What do we know about those cases? I don't see a set_max_fds(); is that
set_max_safe_fds(), or something else?

> - 0025 - tests for AIO - I think it's reasonable, unless somebody objects to
> exporting a few bufmgr.c functions to the test

I'll essentially never object to that.

> + * AIO handles need be registered in critical sections and therefore
> + * cannot use the normal ResoureElem mechanism.

s/ResoureElem/ResourceElem/

> + <varlistentry id="guc-io-method" xreflabel="io_method">
> + <term><varname>io_method</varname> (<type>enum</type>)
> + <indexterm>
> + <primary><varname>io_method</varname> configuration parameter</primary>
> + </indexterm>
> + </term>
> + <listitem>
> + <para>
> + Selects the method for executing asynchronous I/O.
> + Possible values are:
> + <itemizedlist>
> + <listitem>
> + <para>
> + <literal>sync</literal> (execute asynchronous I/O synchronously)

The part in parentheses reads like a contradiction to me. How about phrasing
it like one of these:

(execute I/O synchronously, even I/O eligible for asynchronous execution)
(execute asynchronous-eligible I/O synchronously)
(execute I/O synchronously, even when asynchronous execution was feasible)

> + * This could be in aio_internal.h, as it is not pubicly referenced, but

typo -> publicly

> + * On what is IO being performed.

End sentence with question mark, probably.
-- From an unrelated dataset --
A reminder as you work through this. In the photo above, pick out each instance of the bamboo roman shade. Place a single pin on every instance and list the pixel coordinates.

> + * List of in-flight IOs. Also contains IOs that aren't strict speaking

s/strict/strictly/

> + /*
> + * Start executing passed in IOs.
> + *
> + * Will not be called if ->needs_synchronous_execution() returned true.
> + *
> + * num_staged_ios is <= PGAIO_SUBMIT_BATCH_SIZE.
> + *

I recommend adding "Always called in a critical section." since at least
pgaio_worker_submit() subtly needs it.

> + */
> + int (*submit) (uint16 num_staged_ios, PgAioHandle **staged_ios);

> + * Each backend can only have one AIO handle that that has been "handed out"

s/that that/that/

> + * AIO, it typically will pass the handle to smgr., which will pass it on to

s/smgr.,/smgr.c,/ or just "smgr"

> +PgAioHandle *
> +pgaio_io_acquire_nb(struct ResourceOwnerData *resowner, PgAioReturn *ret)
> +{
> + if (pgaio_my_backend->num_staged_ios >= PGAIO_SUBMIT_BATCH_SIZE)
> + {
> + Assert(pgaio_my_backend->num_staged_ios == PGAIO_SUBMIT_BATCH_SIZE);
> + pgaio_submit_staged();

I'm seeing the "num_staged_ios >= PGAIO_SUBMIT_BATCH_SIZE" case uncovered in a
check-world coverage report. I tried PGAIO_SUBMIT_BATCH_SIZE=2,
io_max_concurrency=1, and io_max_concurrency=64. Do you already have a recipe
for reaching this case?

> +/*
> + * Stage IO for execution and, if necessary, submit it immediately.
> + *
> + * Should only be called from pgaio_io_prep_*().
> + */
> +void
> +pgaio_io_stage(PgAioHandle *ioh, PgAioOp op)
> +{

We've got closely-associated verbs "prepare", "prep", and "stage". README.md
doesn't mention "stage". Can one of the following two changes happen?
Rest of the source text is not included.